Pathogenic mechanisms in type 1 diabetes: the islet is both target and driver of disease

Abstract

Recent advances in our understanding of the pathogenesis of type 1 diabetes have occurred in all steps of the disease. This review outlines the pathogenic mechanisms utilized by the immune system to mediate destruction of the pancreatic beta-cells. The autoimmune response against beta-cells appears to begin in the pancreatic lymph node where T cells, which have escaped negative selection in the thymus, first meet beta-cell antigens presented by dendritic cells. Proinsulin is an important antigen in early diabetes. T cells migrate to the islets via the circulation and establish insulitis initially around the islets. T cells within insulitis are specific for islet antigens rather than bystanders. Pathogenic CD4⁺ T cells may recognize peptides from proinsulin which are produced locally within the islet. CD8⁺ T cells differentiate into effector T cells in islets and then kill beta-cells, primarily via the perforin-granzyme pathway. Cytokines do not appear to be important cytotoxic molecules in vivo. Maturation of the immune response within the islet is now understood to contribute to diabetes, and highlights the islet as both driver and target of the disease. The majority of our knowledge of these pathogenic processes is derived from the NOD mouse model, although some processes are mirrored in the human disease. However, more work is required to translate the data from the NOD mouse to our understanding of human diabetes pathogenesis. New technology, especially MHC tetramers and modern imaging, will enhance our understanding of the pathogenic mechanisms.

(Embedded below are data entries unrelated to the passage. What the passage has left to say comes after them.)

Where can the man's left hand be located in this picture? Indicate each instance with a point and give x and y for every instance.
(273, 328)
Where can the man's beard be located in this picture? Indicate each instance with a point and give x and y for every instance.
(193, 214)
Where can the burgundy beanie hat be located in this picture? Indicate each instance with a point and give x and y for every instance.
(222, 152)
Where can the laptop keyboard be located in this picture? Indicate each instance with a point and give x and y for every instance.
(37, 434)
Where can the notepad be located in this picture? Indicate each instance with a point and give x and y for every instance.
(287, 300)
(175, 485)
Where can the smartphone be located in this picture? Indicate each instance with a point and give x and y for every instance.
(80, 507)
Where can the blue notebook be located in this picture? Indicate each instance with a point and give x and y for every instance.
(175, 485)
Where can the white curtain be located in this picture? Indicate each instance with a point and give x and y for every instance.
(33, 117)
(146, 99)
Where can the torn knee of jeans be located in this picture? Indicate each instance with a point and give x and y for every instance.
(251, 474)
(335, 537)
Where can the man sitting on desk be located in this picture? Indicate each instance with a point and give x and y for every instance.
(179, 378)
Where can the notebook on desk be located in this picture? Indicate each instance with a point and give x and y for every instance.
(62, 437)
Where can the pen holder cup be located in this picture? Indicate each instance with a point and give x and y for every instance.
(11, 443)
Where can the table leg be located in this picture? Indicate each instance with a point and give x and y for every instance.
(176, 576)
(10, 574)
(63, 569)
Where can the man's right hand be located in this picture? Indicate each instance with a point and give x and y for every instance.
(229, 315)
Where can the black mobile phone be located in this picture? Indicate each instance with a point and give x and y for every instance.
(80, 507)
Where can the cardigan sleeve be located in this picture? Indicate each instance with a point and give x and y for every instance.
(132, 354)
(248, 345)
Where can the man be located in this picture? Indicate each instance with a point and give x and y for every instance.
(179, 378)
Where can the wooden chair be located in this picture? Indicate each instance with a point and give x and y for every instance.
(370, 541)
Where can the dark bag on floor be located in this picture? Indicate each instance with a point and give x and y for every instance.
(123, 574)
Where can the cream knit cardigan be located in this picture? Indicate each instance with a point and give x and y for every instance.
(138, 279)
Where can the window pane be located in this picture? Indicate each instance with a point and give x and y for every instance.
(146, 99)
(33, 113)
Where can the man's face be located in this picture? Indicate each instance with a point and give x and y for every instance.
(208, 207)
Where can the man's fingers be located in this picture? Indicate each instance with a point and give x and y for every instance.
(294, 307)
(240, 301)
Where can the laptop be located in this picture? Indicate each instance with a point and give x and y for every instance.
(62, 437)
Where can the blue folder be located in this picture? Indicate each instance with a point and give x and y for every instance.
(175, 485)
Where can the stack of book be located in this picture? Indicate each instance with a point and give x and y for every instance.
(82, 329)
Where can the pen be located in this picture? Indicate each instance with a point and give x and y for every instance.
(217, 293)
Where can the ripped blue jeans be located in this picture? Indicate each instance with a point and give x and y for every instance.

Figure 1. Activation, migration, entry, and infiltration of immune cells into islets during spontaneous diabetes

A-C: Dendritic cells loaded with beta-cell antigens migrate from islets to pancreatic lymph nodes and present antigen to naïve autoreactive CD4⁺ and CD8⁺ T cells. These T cells undergo initial activation and migrate towards the pancreas via the circulation. D: Entry for CD4⁺ T cells and CD8⁺ T cells into islets and presentation (CD8⁺ T cells). Once arrested, T cells roll and extravasate via integrins and adhesion molecules. E: Insulitis development in islets. Initial macrophage infiltration occurs, followed by T cell infiltration, and the formation of peri-islet insulitis. The islet basement membrane breaks down and invasive insultis with concurrent beta-cell destruction occurs.

Figure 2. Effector cells and their actions in mediating beta-cell destruction

Cytotoxic T lymphocytes are the main mediators of beta-cell death through the production of perforin and granzymes. Fas-FasL interactions have a minor role in beta-cell destruction. CD4⁺ T cells do not directly kill beta-cells, instead they are proposed to activate macrophages to kill beta-cell cells via NO and reactive oxygen species. Pro-inflammatory cytokines are produced by CD4⁺, CTLs, and macrophages, and act to regulate the immune response. The presence of NK cells within the islets is proposed to promote effector CD4⁺ T cell function. Intra-islet DCs present antigen to CD4⁺ T cells and may present antigen to CTLs. B cells are also present in the islet and secrete autoantibodies and promote CD4⁺ T cell function through antigen presentation (not shown). Figure is prepared from descriptions within mouse models.

Figure 3. How the islet environment modifies the pathogenesis of diabetes

A: Immune regulatory mechanisms fail within the islet as diabetes progresses. Tregs present in the islet initially control the immune response. However, declining concentrations of IL-2 and increasing concentration of IL-21 result in decreased Treg number and function and increases in effector CD4+ T cells. The high concentration of IL-21 also promotes CTL and B cell function in the islet. Increasing concentrations of IL-7 results in downregulation of PD-1 expression on Tregs and effector CD4+ T cells, which promotes beta-cell destruction through failure of the PD-1/PDL-1 pathway. B: Islet environment promotes CTL function. Beta-cell antigen presentation promotes local proliferation of CTLs within the islet, increasing insulitis development. CTLs also respond to cytokines present in the islet, and this may increase the expression of cytotoxic markers, including granzymeB and IFNγ, and CTL function. CTLs within the islet are also stimulated to form an effector memory CTL pool.